The 2011 Dodge Challenger R/T might be the least ambiguous entry on this list. The Dodge Challenger R/T - like each of the other two domestic muscle cars currently on the market - features an image that is unapologetically throwback. Slab sides, thick haunches and a rumbling 5.7-liter Hemi V-8 engine that is tuned to provide 372 horsepower and 400 lb-ft of torque indicate that the Challenger comes from muscle car stock. Its heavy platform and passable, but not ultra-agile handling prevent it from joining the ranks of sports car pretenders, so while the Dodge coupe might be a blast to drive (capable of hitting 60-mph from a standing stat in 5.5 seconds), it's not designed to turn in quick lap times so much as turn heads with its exhaust note when pinned at full throttle.
The 2011 Chevrolet Corvette is proof that the term "entry-level" doesn't always have to be a condemnation. When found in base trim, the Chevrolet Corvette offers perhaps the best bang for the buck in the sports car universe. All versions of the 'Vette come with a 430 horsepower, 6.2-liter V-8 that also produces 424 lb-ft of torque, along with the choice of a six-speed manual or six-speed automatic transmission and a long list of performance features that includes a suspension system that is equally at home on either the track or the street. Well-balanced and offering exotic styling at a very reasonable MSRP, the 2011 Chevrolet Corvette's ability to reach 60-mph in 4.5 seconds is bundled with the welcome bonus of being able to light up its tires at will for the occasional muscle car-inspired parking lot smoke show.

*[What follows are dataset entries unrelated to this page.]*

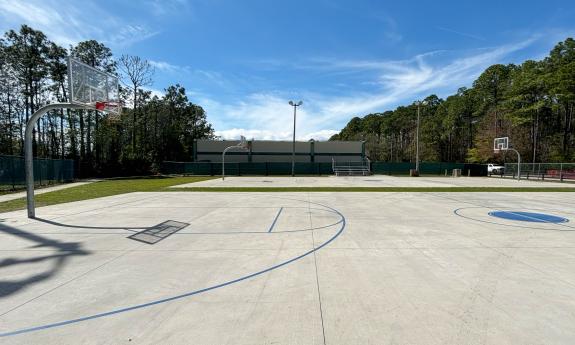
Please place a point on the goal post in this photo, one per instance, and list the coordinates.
(502, 144)
(89, 88)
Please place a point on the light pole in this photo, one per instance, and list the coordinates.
(294, 105)
(419, 103)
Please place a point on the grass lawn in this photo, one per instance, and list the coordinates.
(101, 189)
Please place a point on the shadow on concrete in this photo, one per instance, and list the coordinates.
(90, 227)
(62, 252)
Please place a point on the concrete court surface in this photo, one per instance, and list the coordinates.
(371, 181)
(290, 268)
(18, 195)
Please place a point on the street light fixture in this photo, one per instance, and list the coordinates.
(419, 103)
(294, 105)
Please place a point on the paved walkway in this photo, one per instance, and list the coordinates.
(371, 181)
(18, 195)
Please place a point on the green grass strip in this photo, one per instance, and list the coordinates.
(101, 189)
(161, 184)
(373, 189)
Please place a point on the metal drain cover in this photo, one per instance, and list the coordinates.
(158, 232)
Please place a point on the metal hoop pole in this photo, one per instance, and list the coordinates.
(29, 155)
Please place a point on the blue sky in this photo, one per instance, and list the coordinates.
(244, 60)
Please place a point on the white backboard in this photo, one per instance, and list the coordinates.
(500, 144)
(93, 88)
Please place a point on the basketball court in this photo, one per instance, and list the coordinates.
(291, 268)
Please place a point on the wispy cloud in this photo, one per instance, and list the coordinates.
(69, 23)
(268, 116)
(166, 66)
(167, 7)
(461, 33)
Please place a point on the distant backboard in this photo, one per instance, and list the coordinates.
(93, 88)
(500, 144)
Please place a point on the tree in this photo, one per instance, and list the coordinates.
(138, 73)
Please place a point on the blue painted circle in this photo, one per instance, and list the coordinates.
(528, 217)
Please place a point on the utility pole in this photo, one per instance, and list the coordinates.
(294, 105)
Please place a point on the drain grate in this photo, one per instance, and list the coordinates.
(158, 232)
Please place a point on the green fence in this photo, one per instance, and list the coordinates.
(46, 171)
(310, 168)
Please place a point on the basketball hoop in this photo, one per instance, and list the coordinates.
(500, 144)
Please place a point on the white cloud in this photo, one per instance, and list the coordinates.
(69, 23)
(267, 115)
(164, 66)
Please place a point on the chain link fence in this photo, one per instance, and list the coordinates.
(541, 171)
(46, 171)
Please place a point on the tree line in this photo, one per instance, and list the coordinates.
(150, 129)
(531, 103)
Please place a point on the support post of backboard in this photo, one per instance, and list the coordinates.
(518, 163)
(28, 154)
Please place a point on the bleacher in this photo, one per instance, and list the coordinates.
(361, 168)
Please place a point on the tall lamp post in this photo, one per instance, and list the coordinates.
(294, 105)
(419, 103)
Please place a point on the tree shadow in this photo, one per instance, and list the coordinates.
(63, 252)
(90, 227)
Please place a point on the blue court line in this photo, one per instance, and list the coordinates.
(173, 298)
(276, 219)
(530, 217)
(457, 212)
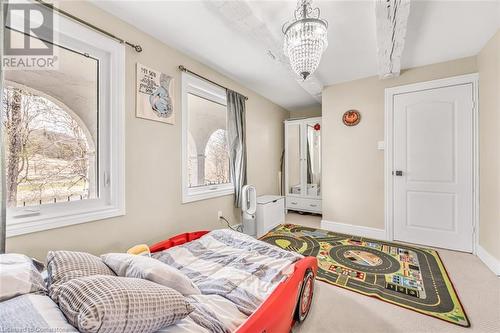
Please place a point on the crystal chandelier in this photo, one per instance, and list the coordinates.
(305, 39)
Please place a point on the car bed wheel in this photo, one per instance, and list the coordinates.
(305, 298)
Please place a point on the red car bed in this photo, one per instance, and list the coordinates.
(289, 302)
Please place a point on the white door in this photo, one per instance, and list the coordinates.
(433, 167)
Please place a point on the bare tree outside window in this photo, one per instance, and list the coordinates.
(48, 155)
(207, 148)
(217, 159)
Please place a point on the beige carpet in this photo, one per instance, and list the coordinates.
(339, 310)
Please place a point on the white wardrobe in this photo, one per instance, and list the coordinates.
(303, 165)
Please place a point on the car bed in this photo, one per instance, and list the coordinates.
(246, 286)
(288, 299)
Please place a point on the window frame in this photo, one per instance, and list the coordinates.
(110, 146)
(201, 88)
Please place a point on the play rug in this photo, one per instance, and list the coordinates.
(411, 277)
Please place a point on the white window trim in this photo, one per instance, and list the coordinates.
(202, 88)
(111, 177)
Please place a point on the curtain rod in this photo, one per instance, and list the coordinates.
(136, 47)
(184, 69)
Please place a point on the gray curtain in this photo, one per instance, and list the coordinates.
(236, 139)
(2, 169)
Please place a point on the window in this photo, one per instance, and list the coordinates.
(205, 150)
(63, 133)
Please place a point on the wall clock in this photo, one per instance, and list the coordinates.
(351, 118)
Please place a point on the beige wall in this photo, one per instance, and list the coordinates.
(308, 112)
(489, 120)
(153, 171)
(353, 168)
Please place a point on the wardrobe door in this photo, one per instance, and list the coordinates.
(293, 159)
(312, 159)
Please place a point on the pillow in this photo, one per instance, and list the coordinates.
(63, 266)
(32, 313)
(142, 267)
(115, 304)
(18, 276)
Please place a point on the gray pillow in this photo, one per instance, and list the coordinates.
(62, 266)
(142, 267)
(115, 304)
(19, 276)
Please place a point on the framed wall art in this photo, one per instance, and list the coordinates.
(155, 99)
(351, 118)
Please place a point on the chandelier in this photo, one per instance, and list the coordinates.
(305, 39)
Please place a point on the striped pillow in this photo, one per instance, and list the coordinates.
(62, 266)
(19, 276)
(115, 304)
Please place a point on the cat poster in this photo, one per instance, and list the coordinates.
(155, 100)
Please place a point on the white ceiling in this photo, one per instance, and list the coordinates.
(437, 31)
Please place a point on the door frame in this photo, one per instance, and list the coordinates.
(389, 147)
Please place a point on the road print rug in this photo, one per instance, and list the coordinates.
(408, 276)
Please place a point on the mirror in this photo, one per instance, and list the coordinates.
(293, 160)
(313, 160)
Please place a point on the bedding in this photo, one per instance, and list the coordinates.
(63, 266)
(234, 272)
(212, 314)
(101, 303)
(19, 276)
(32, 313)
(232, 265)
(143, 267)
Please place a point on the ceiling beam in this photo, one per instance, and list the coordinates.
(391, 21)
(241, 17)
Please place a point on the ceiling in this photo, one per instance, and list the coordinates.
(238, 46)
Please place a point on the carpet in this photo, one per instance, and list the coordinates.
(411, 277)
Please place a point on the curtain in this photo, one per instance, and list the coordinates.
(236, 140)
(2, 169)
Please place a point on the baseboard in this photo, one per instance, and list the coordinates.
(489, 260)
(355, 230)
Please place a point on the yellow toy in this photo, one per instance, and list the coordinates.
(140, 250)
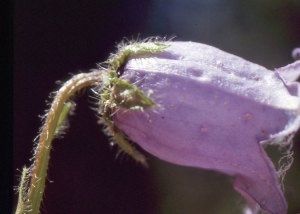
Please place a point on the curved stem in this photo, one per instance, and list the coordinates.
(41, 157)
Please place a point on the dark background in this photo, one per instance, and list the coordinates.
(53, 39)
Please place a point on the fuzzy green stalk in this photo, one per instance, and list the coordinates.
(41, 158)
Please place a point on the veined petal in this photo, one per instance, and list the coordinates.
(213, 110)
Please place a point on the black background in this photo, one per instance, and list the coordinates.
(55, 38)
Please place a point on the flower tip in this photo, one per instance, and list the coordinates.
(296, 54)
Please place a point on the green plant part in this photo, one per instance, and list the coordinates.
(121, 94)
(114, 94)
(63, 115)
(127, 51)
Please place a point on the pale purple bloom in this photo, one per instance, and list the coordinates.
(214, 110)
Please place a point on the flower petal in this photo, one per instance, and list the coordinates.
(213, 111)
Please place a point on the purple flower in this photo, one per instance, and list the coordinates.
(214, 110)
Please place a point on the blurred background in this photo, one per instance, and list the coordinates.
(56, 38)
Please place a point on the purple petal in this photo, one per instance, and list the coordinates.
(213, 111)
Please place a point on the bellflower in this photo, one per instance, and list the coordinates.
(190, 104)
(214, 110)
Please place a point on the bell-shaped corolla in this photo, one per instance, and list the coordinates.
(214, 111)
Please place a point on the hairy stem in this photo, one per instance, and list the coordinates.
(41, 157)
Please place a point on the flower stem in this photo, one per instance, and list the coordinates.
(38, 171)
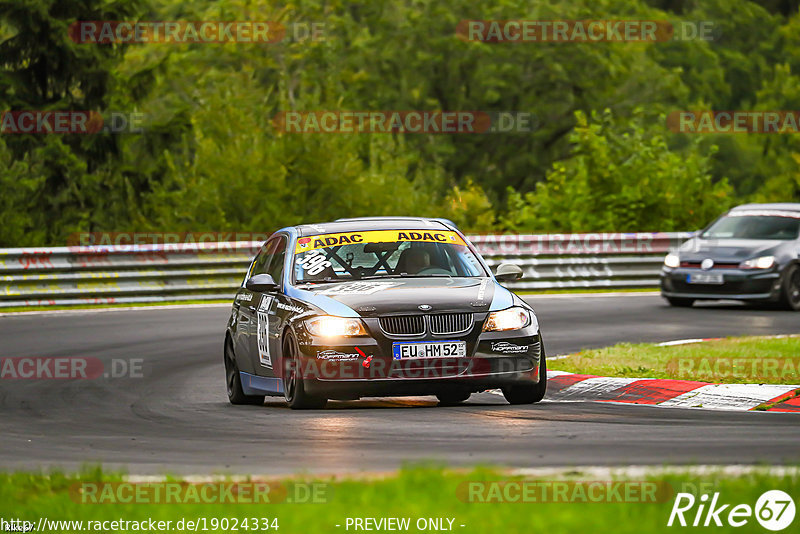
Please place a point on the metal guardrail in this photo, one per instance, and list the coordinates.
(211, 271)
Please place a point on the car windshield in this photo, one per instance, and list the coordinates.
(383, 254)
(755, 225)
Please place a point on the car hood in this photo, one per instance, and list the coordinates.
(730, 250)
(397, 296)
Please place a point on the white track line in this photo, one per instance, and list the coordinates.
(735, 397)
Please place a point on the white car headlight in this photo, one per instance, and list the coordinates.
(512, 318)
(672, 260)
(764, 262)
(330, 326)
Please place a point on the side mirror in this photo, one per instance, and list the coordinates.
(261, 283)
(508, 272)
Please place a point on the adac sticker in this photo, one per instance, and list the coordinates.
(376, 236)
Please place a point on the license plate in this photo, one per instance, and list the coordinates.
(439, 349)
(705, 278)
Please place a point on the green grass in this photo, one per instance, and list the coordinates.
(419, 492)
(766, 360)
(23, 309)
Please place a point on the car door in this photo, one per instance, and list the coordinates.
(265, 331)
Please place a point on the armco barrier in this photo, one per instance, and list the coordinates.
(211, 271)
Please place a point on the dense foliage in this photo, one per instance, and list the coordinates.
(601, 157)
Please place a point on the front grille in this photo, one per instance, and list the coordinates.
(404, 325)
(450, 323)
(717, 265)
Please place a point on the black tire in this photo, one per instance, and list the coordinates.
(680, 303)
(529, 394)
(233, 380)
(452, 398)
(293, 384)
(790, 288)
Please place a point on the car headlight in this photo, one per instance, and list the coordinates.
(672, 260)
(764, 262)
(330, 326)
(512, 318)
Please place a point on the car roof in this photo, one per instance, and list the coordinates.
(786, 206)
(364, 224)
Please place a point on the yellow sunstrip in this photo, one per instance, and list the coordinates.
(305, 244)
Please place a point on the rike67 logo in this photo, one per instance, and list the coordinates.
(774, 510)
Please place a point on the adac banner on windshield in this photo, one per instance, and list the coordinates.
(305, 244)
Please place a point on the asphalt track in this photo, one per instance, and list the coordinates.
(176, 417)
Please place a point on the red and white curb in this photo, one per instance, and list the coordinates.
(563, 386)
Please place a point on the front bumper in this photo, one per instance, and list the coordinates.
(738, 284)
(364, 366)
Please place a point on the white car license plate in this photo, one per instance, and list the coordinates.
(705, 278)
(439, 349)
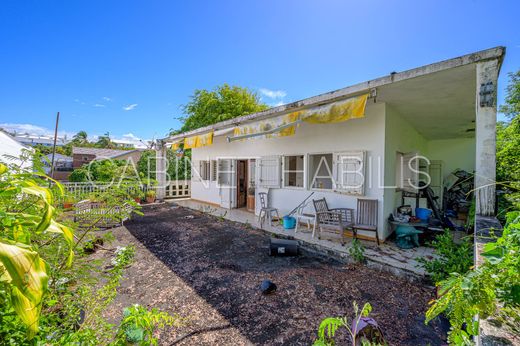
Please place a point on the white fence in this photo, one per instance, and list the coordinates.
(176, 189)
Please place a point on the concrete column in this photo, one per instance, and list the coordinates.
(486, 116)
(161, 170)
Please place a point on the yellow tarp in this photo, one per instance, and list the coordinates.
(336, 112)
(198, 141)
(270, 125)
(176, 145)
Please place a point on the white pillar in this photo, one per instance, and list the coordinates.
(161, 170)
(486, 114)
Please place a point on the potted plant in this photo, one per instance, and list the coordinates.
(68, 202)
(150, 196)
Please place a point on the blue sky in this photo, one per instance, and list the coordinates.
(127, 66)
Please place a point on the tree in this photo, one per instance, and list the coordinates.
(80, 138)
(225, 102)
(512, 106)
(105, 141)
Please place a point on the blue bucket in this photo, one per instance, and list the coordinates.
(289, 222)
(423, 213)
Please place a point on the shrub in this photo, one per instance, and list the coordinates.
(363, 330)
(453, 257)
(492, 289)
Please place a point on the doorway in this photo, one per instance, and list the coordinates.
(242, 183)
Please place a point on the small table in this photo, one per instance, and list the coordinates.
(407, 233)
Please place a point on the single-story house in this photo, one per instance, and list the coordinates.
(62, 166)
(11, 150)
(82, 156)
(355, 142)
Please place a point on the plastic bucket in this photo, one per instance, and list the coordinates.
(423, 213)
(289, 222)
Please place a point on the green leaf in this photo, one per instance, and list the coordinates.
(28, 278)
(68, 235)
(134, 334)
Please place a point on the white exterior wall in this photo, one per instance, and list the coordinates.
(365, 134)
(454, 153)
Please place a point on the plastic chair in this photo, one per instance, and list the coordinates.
(300, 215)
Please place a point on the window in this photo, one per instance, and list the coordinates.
(349, 172)
(293, 171)
(203, 170)
(320, 171)
(213, 164)
(407, 171)
(268, 170)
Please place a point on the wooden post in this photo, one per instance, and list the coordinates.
(161, 166)
(54, 145)
(485, 138)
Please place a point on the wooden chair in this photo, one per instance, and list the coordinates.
(366, 217)
(301, 215)
(266, 211)
(336, 220)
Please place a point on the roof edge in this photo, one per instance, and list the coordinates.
(471, 58)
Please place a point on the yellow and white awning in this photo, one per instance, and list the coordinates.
(285, 125)
(352, 108)
(198, 141)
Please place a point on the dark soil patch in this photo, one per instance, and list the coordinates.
(223, 264)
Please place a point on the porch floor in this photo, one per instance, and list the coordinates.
(387, 257)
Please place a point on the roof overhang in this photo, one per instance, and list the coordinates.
(496, 53)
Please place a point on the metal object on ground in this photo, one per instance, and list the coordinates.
(283, 247)
(267, 287)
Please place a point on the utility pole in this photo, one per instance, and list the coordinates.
(54, 146)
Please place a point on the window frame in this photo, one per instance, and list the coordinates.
(304, 171)
(308, 180)
(357, 191)
(204, 170)
(213, 167)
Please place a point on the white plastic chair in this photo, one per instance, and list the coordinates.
(300, 215)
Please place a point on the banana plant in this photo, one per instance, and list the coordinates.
(26, 211)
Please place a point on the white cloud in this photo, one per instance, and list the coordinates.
(273, 94)
(43, 131)
(130, 107)
(33, 130)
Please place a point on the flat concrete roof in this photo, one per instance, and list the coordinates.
(353, 90)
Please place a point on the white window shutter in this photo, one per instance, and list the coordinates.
(225, 172)
(269, 171)
(349, 172)
(195, 170)
(410, 169)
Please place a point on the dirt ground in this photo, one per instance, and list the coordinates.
(209, 270)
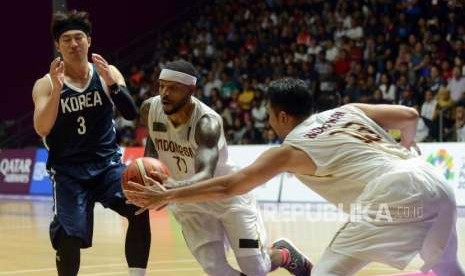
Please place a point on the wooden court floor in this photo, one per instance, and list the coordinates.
(25, 248)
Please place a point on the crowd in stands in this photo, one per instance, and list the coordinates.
(409, 52)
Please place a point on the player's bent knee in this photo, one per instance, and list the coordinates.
(219, 269)
(254, 265)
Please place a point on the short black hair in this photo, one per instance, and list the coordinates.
(183, 66)
(292, 96)
(70, 20)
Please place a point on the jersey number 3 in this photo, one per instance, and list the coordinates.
(82, 125)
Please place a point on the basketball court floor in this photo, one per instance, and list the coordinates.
(26, 250)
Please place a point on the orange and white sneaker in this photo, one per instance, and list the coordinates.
(298, 264)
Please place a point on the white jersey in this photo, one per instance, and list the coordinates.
(358, 164)
(349, 150)
(176, 147)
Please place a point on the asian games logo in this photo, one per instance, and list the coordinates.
(443, 161)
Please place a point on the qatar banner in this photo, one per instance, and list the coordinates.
(16, 170)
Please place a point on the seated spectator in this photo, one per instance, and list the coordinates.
(246, 97)
(460, 123)
(456, 84)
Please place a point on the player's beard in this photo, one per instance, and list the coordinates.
(177, 106)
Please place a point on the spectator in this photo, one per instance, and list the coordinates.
(456, 84)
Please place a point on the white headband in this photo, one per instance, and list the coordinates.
(172, 75)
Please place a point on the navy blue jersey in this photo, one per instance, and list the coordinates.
(84, 129)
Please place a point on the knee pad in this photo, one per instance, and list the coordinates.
(255, 265)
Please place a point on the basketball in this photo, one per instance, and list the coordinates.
(139, 168)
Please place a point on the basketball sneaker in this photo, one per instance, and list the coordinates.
(298, 264)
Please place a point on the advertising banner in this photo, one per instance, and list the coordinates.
(132, 153)
(16, 170)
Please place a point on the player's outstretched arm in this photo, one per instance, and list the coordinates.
(46, 97)
(398, 117)
(269, 164)
(119, 94)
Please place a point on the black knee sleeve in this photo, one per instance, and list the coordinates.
(68, 255)
(138, 236)
(138, 240)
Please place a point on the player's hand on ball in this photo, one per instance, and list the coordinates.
(103, 69)
(166, 181)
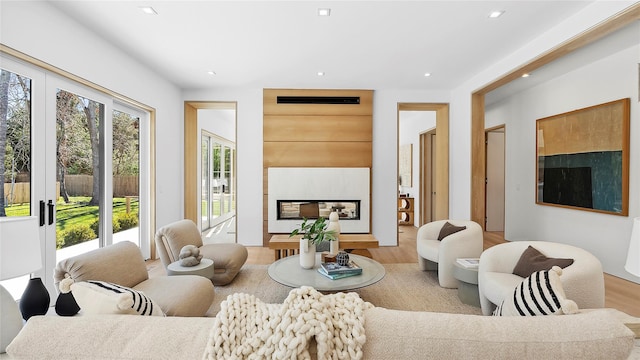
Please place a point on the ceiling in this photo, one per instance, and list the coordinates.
(284, 44)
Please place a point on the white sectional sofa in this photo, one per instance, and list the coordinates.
(390, 334)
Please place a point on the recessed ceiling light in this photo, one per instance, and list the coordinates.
(148, 10)
(324, 12)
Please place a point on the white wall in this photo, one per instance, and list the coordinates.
(412, 124)
(607, 236)
(94, 59)
(221, 122)
(249, 146)
(460, 112)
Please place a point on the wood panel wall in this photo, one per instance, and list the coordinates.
(315, 135)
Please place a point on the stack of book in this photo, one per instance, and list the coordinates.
(334, 271)
(469, 263)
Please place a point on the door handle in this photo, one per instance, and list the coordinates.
(41, 212)
(51, 209)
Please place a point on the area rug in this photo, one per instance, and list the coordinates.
(404, 287)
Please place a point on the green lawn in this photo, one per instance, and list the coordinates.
(76, 211)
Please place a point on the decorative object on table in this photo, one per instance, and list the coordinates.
(633, 257)
(336, 276)
(334, 225)
(20, 255)
(334, 268)
(66, 304)
(313, 233)
(342, 258)
(35, 299)
(190, 255)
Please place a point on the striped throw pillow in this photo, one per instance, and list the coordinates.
(101, 297)
(540, 293)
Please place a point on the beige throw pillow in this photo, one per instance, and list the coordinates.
(448, 229)
(538, 294)
(533, 260)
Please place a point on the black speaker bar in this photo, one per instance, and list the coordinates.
(346, 100)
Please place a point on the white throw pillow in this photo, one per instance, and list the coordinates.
(100, 297)
(541, 293)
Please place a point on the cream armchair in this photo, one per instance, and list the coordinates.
(227, 258)
(122, 263)
(440, 255)
(582, 281)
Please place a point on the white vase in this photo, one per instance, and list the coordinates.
(307, 254)
(334, 225)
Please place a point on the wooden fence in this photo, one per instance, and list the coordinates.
(77, 185)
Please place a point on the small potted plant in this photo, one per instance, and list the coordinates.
(313, 233)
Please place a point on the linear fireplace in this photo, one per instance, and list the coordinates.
(297, 193)
(313, 209)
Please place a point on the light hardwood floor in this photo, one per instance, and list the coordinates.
(619, 293)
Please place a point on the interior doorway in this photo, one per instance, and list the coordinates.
(428, 174)
(437, 195)
(495, 197)
(209, 175)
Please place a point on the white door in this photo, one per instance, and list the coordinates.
(495, 181)
(61, 153)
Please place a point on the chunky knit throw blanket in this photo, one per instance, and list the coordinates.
(246, 328)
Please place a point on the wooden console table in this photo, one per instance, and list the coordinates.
(283, 245)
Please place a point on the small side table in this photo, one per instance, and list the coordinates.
(205, 268)
(467, 284)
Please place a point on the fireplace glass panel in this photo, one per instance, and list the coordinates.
(313, 209)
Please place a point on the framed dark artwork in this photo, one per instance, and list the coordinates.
(582, 159)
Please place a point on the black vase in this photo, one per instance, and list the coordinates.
(35, 299)
(66, 305)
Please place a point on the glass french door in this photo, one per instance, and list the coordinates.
(218, 180)
(75, 158)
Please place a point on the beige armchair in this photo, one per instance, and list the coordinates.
(227, 258)
(122, 263)
(582, 281)
(440, 255)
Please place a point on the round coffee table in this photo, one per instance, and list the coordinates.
(205, 268)
(287, 271)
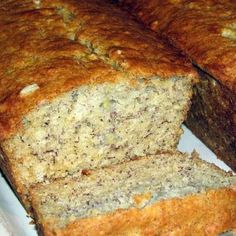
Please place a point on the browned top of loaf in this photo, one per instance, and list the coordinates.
(203, 29)
(59, 45)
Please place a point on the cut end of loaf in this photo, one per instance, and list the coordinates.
(133, 185)
(94, 126)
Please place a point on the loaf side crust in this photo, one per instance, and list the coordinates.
(54, 49)
(207, 213)
(212, 117)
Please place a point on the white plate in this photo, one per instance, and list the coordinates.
(14, 220)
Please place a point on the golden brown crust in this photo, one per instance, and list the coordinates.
(212, 118)
(199, 28)
(59, 45)
(207, 213)
(11, 174)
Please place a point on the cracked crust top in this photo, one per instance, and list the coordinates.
(50, 47)
(205, 30)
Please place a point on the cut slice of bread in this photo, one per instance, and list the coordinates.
(88, 87)
(165, 194)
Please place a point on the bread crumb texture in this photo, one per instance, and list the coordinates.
(175, 193)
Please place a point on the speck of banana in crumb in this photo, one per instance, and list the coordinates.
(29, 89)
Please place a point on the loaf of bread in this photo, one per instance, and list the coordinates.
(205, 30)
(83, 86)
(166, 194)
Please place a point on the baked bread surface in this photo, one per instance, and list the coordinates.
(50, 47)
(206, 32)
(203, 30)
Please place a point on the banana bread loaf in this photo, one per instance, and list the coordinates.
(83, 86)
(167, 194)
(206, 32)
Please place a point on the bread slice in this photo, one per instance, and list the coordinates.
(87, 87)
(165, 194)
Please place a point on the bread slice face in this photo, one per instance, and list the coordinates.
(89, 87)
(155, 195)
(97, 125)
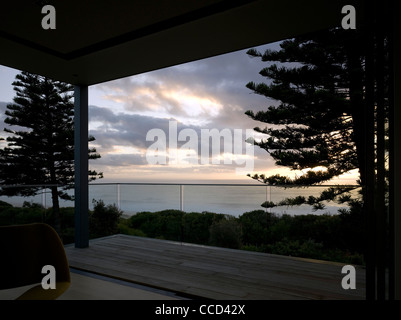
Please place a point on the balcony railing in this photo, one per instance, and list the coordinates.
(227, 198)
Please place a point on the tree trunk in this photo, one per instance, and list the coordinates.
(56, 210)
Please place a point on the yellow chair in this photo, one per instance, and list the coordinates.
(24, 251)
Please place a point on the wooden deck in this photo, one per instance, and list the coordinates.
(213, 273)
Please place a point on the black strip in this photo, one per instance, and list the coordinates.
(222, 6)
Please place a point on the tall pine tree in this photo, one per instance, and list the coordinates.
(40, 149)
(319, 121)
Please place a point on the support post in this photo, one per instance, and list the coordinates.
(81, 166)
(396, 157)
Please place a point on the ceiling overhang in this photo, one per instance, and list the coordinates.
(98, 41)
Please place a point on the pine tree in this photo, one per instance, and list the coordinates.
(40, 150)
(319, 121)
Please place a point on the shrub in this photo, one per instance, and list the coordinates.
(226, 233)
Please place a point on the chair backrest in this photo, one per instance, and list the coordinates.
(25, 250)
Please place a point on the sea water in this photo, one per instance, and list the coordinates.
(219, 198)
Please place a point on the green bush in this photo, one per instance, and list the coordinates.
(226, 233)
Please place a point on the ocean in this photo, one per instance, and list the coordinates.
(219, 198)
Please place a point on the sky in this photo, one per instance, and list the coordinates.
(130, 117)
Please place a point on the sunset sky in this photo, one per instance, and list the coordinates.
(205, 94)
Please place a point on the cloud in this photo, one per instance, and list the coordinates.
(205, 92)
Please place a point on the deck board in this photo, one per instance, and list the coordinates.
(213, 273)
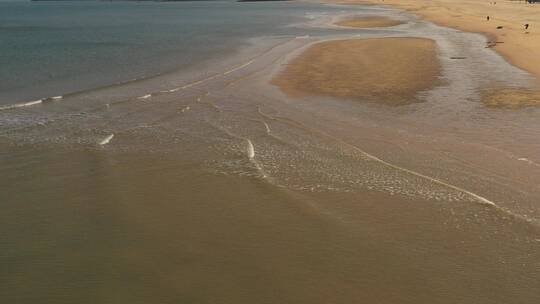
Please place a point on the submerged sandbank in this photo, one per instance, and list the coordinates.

The 2011 BMW M3 is the ultimate expression of the German automaker's two-door 3 Series coupe, a high strung sports car that can dance with ballet-level precision through even the tightest of switchbacks. Pop the hood, however, and the BMW M3 reveals a snarling 4.0-liter V-8 that grinds out 414 horsepower and 295 lb-ft of torque. Refined? Yes. Fantastic handling? Of course. Capable of drifting through a corner while incinerating the rear tires? Most definitely. Whether found with a six-speed manual or seven-speed dual-clutch automated manual transmission, the BMW M3 is Mr. Universe in a tuxedo, a muscle-bound executive transport that borrows liberally from the "big V-8 in a small car" playbook that has long defined the segment. The ability to blow past 60-mph on the speedometer in a mere 4.6 seconds doesn't hurt, either.
The 2011 Jaguar XKR hails from the land of high end luxury, and its interior is replete with leather, electronic gadgets and gizmos and elegant comfort equipment. Underneath the driver's right foot, however, lurks 510 horsepower and 461, squeezed out of a 5.0-liter V-8 by the Jaguar XKR's standard supercharger. The grand touring coupe can rip to 60-mph from a standstill in a blazing 4.5 seconds, and the XKR's suspension system has been given additional attention from Jaguar's engineers compared to the standard edition of the two-door, allowing the vehicle to provide a nice balance between all-out muscle and poised high speed corner management.